The study is available from <http://groups.google.com/group/brain-training>

Reading it, I see significant advantage for the meditating group on the
'Computer Adaptive 2-back task', but not the 1 v 10 difference cited.
Specifically, it seems that according to figure 1, before the intervention,
the average 'extreme hit rate' on the n-back was ~2 for the meditating group
and ~3.5 for the Tolkienists, but after 4 sessions, the meditating group was
scoring >9 while the Tokienists were ~5.

The only significant discussion of the 2-back is on pg 6:

> "Fig. 1 shows the significant group by session interaction found in the
> analysis on the extended hit rate from the computer adapted n-back task,
> F(1, 47) = 6.76, p = .01, g2 = .12. The meditation group, in contrast to the
> control group, had more extended hit runs.

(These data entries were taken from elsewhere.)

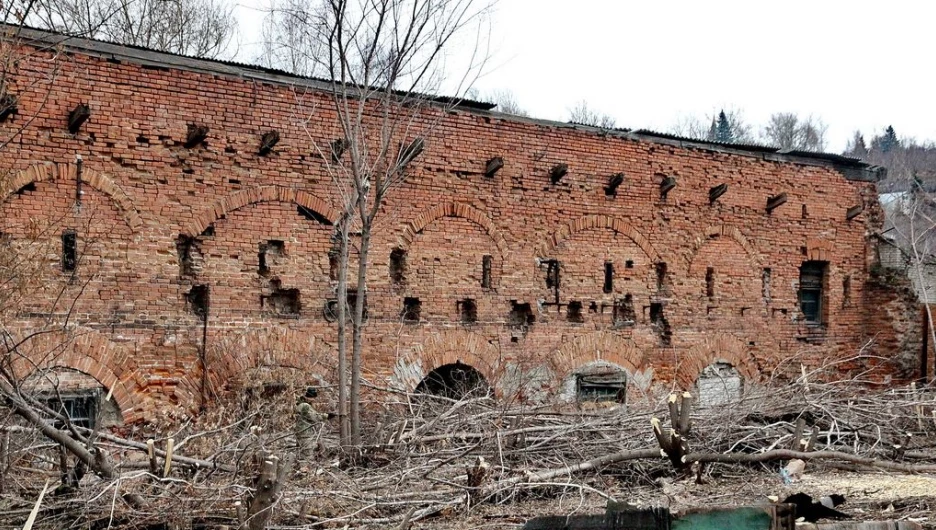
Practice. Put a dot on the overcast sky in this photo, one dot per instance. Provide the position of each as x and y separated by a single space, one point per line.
857 65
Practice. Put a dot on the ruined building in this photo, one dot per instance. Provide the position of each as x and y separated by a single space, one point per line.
541 259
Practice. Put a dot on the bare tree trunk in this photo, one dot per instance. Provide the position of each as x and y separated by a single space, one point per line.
344 243
358 338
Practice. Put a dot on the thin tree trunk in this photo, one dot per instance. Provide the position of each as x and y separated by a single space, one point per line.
344 243
358 337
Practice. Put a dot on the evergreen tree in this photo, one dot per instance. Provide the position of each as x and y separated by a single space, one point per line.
724 132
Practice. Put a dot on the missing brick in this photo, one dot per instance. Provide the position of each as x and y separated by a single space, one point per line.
412 309
468 311
521 315
197 300
398 266
623 313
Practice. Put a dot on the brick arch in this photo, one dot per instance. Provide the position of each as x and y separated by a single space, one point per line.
444 348
732 233
256 195
453 209
720 347
598 346
590 222
112 364
49 171
236 352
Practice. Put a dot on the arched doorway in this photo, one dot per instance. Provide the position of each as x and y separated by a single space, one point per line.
454 381
719 384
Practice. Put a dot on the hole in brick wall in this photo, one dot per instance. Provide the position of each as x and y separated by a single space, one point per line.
623 313
710 282
486 262
185 248
282 301
660 324
397 266
765 284
846 291
662 278
412 309
312 215
69 250
609 278
468 311
334 264
197 300
454 381
521 315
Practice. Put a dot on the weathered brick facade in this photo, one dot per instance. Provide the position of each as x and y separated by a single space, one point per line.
664 286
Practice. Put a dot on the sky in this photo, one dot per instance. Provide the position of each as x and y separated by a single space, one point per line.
856 65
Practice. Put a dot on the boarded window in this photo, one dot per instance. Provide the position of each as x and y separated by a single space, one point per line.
812 282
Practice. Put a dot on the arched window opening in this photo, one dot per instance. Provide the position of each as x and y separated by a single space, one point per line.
454 381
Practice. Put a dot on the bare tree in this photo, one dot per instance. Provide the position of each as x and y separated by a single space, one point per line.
726 126
507 102
788 131
198 28
584 115
379 57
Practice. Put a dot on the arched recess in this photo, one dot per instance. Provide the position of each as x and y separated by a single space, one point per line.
717 348
452 209
589 222
440 349
244 353
594 347
255 195
49 171
729 232
112 364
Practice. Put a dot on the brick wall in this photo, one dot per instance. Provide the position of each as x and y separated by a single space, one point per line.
157 218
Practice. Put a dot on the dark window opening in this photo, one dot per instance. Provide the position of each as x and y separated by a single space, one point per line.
623 313
69 250
81 410
521 315
185 248
197 300
710 282
606 386
812 280
397 266
486 262
334 263
312 215
846 291
660 324
412 309
662 279
468 310
282 301
765 284
609 278
454 381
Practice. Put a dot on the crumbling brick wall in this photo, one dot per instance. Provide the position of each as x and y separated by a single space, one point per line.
669 283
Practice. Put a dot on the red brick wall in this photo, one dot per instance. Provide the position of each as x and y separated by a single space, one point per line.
143 189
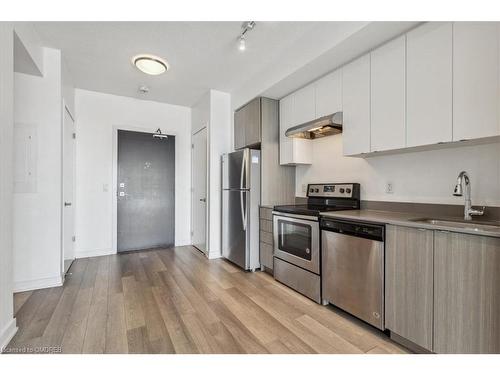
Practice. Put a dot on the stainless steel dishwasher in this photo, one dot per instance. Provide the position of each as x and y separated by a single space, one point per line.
353 268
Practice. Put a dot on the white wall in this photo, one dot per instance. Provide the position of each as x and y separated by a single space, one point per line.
68 88
98 116
37 214
423 177
214 111
7 322
219 142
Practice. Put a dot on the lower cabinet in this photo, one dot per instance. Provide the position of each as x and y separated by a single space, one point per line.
408 283
443 289
266 237
466 293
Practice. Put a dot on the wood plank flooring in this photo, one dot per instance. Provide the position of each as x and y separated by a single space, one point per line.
177 301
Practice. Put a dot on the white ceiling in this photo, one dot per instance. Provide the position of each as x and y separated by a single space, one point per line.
202 55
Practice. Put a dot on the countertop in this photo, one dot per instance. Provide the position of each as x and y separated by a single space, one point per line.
270 206
407 219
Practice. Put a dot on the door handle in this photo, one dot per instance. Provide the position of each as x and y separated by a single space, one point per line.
243 168
243 211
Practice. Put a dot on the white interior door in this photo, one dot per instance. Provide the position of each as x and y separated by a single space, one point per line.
68 203
199 192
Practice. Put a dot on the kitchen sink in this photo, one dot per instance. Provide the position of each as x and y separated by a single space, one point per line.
457 223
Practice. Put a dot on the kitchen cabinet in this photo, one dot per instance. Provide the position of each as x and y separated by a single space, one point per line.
466 293
429 84
292 150
266 237
388 93
356 106
257 124
247 125
409 283
304 108
475 80
239 130
328 94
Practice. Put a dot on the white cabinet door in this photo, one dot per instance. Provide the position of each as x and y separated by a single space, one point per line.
356 106
475 80
388 113
286 144
429 84
329 94
304 105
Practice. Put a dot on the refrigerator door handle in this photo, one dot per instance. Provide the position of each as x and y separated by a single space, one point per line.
243 167
243 211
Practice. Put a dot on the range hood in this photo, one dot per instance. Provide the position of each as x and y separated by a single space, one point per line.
321 127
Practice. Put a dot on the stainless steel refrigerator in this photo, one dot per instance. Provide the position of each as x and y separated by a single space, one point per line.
240 207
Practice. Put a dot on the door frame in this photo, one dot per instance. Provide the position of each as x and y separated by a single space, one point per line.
65 108
207 187
114 190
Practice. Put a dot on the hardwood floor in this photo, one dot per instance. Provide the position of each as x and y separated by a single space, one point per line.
177 301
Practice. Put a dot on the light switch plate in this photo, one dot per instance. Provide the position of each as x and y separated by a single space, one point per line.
389 188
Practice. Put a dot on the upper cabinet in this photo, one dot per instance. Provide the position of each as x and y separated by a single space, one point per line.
247 128
475 80
388 94
356 106
294 150
304 105
439 83
329 94
429 84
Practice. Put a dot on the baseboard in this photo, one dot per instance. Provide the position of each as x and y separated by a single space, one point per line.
7 334
214 255
47 282
94 253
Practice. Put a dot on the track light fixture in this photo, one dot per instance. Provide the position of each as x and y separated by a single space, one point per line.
245 27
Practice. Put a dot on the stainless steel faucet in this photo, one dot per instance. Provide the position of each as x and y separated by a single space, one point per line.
464 180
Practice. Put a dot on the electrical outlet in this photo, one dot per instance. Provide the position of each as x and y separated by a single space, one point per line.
389 188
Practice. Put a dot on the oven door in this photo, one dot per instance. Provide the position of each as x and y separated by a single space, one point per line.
296 240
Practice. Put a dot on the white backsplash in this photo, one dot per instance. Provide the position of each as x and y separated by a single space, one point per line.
423 177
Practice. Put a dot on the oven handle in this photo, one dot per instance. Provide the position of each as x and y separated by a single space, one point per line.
305 218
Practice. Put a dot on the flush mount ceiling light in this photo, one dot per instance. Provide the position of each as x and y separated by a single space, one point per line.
245 27
150 64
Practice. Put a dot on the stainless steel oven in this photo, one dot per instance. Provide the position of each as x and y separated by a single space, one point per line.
296 240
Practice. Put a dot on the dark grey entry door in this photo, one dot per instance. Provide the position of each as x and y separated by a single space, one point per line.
146 181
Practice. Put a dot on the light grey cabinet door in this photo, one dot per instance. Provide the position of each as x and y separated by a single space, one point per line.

There was also a significant
> session effect, F(1, 47) = 18.78, p < .001, g2 = .29. Follow-up analyses on
> the speed measure of the n-back task did not show any evidence of an
> interaction effect F < 1, or an effect of session or group, Fs < 1."

------
mhb
Another interesting experiment would be to have a group, instead of
meditating, listen to, for example, a lecture about a topic that interests
them.

I wonder if the control group had heard The Hobbit before.